The technical information contained in this news release has been reviewed by Jean-Paul Barrette, Geo/PGeo, an independent project geologist and consultant. Mr. Barrette is a member of the Ordre des Geologues du Quebec (OGQ No. 619). Mr. Barrette has sufficient experience (40 years) relevant to the style of mineralization and the type of deposit under study, and the activity undertaken to qualify as a competent person as defined by National Instrument 43-101, Standards of Disclosure for Mineral Projects. Mr.
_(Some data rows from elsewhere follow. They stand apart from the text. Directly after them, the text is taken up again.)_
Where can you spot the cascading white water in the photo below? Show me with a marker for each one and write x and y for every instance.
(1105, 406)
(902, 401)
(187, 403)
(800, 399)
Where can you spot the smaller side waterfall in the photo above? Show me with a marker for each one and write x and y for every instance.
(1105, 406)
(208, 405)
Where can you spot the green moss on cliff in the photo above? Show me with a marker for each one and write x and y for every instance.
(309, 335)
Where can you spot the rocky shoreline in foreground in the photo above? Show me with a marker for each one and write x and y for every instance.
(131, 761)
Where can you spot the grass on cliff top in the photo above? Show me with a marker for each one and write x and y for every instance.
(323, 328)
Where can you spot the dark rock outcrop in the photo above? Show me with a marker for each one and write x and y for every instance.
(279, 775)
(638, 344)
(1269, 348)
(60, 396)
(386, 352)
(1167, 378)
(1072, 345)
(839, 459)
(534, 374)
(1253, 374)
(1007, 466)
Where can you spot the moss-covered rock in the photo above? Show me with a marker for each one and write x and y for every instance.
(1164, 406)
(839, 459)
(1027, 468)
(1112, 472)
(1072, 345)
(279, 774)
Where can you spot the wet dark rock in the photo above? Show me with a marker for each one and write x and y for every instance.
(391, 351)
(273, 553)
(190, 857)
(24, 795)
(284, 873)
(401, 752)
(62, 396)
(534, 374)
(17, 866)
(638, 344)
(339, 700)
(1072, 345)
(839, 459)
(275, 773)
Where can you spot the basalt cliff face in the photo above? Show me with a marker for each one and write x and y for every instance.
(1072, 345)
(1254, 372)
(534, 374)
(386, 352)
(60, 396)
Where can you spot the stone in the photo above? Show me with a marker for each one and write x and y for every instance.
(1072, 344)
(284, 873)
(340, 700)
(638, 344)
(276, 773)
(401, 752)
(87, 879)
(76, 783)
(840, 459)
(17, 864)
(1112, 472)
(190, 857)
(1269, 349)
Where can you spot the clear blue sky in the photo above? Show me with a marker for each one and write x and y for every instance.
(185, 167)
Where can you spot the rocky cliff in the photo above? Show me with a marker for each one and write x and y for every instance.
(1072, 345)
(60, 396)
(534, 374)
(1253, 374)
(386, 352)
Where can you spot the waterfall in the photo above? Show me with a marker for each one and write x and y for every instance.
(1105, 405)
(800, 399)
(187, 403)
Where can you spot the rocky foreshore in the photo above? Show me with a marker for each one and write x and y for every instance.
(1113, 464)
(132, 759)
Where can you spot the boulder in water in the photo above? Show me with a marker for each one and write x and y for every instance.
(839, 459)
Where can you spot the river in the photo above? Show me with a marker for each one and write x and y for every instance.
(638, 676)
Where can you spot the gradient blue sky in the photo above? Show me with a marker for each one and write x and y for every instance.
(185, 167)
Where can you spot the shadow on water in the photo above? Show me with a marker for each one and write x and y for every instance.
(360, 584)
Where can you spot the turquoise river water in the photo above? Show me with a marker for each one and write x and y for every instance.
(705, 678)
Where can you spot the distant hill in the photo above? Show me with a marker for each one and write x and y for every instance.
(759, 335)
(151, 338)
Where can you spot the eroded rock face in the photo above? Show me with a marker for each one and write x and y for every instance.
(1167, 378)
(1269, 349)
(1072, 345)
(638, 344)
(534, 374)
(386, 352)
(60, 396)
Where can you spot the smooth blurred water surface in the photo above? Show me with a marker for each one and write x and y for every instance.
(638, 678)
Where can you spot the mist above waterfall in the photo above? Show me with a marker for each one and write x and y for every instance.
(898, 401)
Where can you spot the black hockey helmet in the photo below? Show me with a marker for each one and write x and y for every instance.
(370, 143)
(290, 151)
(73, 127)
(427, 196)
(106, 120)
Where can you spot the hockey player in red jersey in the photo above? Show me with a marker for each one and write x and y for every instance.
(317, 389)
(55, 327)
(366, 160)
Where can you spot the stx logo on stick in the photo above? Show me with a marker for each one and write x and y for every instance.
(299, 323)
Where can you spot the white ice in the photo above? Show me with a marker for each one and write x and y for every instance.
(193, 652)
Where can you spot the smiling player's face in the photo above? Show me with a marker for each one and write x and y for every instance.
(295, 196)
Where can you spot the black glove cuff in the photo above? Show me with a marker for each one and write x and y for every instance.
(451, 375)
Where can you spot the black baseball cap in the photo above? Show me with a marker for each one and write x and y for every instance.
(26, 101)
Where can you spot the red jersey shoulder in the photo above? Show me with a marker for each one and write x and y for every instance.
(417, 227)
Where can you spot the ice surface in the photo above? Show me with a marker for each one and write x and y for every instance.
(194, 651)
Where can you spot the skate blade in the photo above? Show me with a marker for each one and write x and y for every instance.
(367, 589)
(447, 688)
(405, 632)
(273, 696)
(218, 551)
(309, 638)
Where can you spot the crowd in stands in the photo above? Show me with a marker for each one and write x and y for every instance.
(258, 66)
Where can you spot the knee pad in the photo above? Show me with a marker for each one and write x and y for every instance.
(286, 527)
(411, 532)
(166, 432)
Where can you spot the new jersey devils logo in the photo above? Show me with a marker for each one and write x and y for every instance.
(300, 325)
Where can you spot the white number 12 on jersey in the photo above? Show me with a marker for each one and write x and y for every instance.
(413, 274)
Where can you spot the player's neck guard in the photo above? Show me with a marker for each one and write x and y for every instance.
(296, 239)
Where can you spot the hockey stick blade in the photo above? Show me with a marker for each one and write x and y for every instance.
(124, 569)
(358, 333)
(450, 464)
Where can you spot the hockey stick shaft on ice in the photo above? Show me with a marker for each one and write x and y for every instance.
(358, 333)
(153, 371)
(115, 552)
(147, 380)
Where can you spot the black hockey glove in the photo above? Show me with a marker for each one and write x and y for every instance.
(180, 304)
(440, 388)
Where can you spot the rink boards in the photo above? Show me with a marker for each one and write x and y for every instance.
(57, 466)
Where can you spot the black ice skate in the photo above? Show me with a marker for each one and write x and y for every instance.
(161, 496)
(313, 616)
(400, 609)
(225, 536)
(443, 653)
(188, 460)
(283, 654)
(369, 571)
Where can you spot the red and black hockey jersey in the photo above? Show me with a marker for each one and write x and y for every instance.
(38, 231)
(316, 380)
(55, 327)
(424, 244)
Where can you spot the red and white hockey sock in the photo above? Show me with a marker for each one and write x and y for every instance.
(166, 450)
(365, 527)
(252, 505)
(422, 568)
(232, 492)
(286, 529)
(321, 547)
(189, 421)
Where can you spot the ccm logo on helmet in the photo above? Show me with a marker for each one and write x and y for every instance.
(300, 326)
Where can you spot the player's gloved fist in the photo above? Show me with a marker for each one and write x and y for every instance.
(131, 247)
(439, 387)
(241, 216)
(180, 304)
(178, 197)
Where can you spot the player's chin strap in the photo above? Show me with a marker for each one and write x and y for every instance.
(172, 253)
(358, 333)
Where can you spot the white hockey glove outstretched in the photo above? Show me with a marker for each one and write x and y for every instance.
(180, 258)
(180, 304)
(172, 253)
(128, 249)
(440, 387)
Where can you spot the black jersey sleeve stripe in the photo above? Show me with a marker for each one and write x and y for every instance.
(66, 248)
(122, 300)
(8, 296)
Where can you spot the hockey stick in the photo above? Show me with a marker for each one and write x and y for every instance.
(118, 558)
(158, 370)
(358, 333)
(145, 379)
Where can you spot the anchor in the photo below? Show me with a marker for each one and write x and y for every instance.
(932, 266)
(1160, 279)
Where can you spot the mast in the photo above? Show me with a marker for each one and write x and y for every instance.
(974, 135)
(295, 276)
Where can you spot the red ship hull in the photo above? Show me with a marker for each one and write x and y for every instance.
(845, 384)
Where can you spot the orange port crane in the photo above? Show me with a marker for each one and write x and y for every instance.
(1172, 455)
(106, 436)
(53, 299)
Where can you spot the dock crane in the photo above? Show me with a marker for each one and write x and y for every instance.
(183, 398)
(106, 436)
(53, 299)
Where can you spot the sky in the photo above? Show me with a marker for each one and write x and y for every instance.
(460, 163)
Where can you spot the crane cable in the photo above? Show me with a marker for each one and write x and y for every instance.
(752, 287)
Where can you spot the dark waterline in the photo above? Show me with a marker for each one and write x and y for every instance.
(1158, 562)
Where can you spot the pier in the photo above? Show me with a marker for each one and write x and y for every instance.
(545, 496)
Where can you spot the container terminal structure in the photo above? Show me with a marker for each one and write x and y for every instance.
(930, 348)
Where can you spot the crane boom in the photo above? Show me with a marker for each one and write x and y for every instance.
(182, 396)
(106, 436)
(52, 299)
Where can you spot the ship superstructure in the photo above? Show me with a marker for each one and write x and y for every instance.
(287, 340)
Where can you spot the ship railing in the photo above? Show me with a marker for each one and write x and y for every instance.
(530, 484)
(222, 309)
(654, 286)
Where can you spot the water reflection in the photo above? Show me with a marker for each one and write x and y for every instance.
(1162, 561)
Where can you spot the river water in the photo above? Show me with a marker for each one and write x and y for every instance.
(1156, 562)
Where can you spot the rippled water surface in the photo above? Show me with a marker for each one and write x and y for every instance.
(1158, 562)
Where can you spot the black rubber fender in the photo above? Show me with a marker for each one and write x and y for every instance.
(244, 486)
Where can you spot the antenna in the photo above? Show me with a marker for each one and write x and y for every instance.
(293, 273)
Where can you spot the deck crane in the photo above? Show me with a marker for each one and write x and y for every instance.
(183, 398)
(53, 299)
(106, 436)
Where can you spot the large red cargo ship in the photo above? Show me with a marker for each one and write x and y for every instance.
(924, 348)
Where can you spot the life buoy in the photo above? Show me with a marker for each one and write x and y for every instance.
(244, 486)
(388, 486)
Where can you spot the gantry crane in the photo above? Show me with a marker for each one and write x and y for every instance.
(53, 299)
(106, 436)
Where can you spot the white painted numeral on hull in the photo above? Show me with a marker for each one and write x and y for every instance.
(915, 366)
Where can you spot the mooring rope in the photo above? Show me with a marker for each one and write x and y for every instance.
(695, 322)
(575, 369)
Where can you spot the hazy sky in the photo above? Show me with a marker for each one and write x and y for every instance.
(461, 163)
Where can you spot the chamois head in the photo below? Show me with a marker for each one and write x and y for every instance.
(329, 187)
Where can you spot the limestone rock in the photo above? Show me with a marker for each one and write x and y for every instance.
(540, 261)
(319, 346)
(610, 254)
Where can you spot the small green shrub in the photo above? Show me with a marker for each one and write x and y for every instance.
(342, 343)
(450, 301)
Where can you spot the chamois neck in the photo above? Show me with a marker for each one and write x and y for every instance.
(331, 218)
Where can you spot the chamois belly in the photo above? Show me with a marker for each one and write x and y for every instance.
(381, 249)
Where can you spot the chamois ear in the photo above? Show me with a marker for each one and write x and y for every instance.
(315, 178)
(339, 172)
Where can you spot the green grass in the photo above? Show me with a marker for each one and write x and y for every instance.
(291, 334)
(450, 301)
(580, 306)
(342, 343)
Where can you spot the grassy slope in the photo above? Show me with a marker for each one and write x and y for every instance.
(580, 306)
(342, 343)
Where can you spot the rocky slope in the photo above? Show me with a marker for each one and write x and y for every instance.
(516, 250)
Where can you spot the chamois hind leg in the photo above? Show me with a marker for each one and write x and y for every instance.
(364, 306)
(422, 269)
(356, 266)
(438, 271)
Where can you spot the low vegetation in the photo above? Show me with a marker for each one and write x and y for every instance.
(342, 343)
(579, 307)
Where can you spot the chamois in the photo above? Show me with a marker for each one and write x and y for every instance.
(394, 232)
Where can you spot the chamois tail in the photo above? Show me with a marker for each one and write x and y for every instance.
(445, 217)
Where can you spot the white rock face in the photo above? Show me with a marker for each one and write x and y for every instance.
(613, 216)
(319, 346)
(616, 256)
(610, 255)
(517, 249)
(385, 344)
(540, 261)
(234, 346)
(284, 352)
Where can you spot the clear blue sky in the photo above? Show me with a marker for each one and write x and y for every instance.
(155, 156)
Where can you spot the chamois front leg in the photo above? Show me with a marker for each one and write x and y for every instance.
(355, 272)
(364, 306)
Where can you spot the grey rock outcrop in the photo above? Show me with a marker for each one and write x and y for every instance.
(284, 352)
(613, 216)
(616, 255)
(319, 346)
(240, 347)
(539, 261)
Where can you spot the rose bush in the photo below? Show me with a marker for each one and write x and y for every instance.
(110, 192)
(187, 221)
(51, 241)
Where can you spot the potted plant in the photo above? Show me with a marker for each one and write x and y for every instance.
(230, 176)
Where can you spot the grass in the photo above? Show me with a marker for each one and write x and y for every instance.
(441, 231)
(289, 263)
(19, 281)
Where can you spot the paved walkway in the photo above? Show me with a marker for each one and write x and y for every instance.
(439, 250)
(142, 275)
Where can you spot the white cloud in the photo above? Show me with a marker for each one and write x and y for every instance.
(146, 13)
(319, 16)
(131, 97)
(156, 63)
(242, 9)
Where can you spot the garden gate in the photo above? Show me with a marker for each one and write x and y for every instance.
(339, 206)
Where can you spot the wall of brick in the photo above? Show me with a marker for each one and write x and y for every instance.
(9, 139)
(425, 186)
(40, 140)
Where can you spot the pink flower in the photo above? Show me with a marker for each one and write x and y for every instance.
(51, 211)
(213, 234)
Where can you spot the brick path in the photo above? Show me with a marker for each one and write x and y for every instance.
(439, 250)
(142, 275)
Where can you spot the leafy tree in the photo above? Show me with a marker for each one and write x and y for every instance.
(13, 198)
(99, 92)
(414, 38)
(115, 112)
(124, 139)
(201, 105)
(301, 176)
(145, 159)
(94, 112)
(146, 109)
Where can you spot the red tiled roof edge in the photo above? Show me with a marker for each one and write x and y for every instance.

Barrette carried out several geological reconnaissance works in the Notre-Dame sector and recently made a of compilation of historical works.

About St-Georges Eco-Mining Corp.

St-Georges develops new technologies and holds a diversified portfolio of assets and patent-pending intellectual property within several highly prospective subsidiaries, including: EVSX, a leading North American advanced battery processing and recycling initiative; St Georges Metallurgy, with metallurgical R&D (research and development) and related IP (intellectual property), including processing and recovering high-grade lithium from spodumene; Iceland Resources, with high-grade gold exploration projects, including the flagship Thor project; H2SX, developing technology to convert methane into solid carbon and turquoise hydrogen; and Quebec exploration projects, including the Manicouagan and Julie (CSM) projects on Quebec's North hore, and Notre-Dame niobium project in Lac St Jean.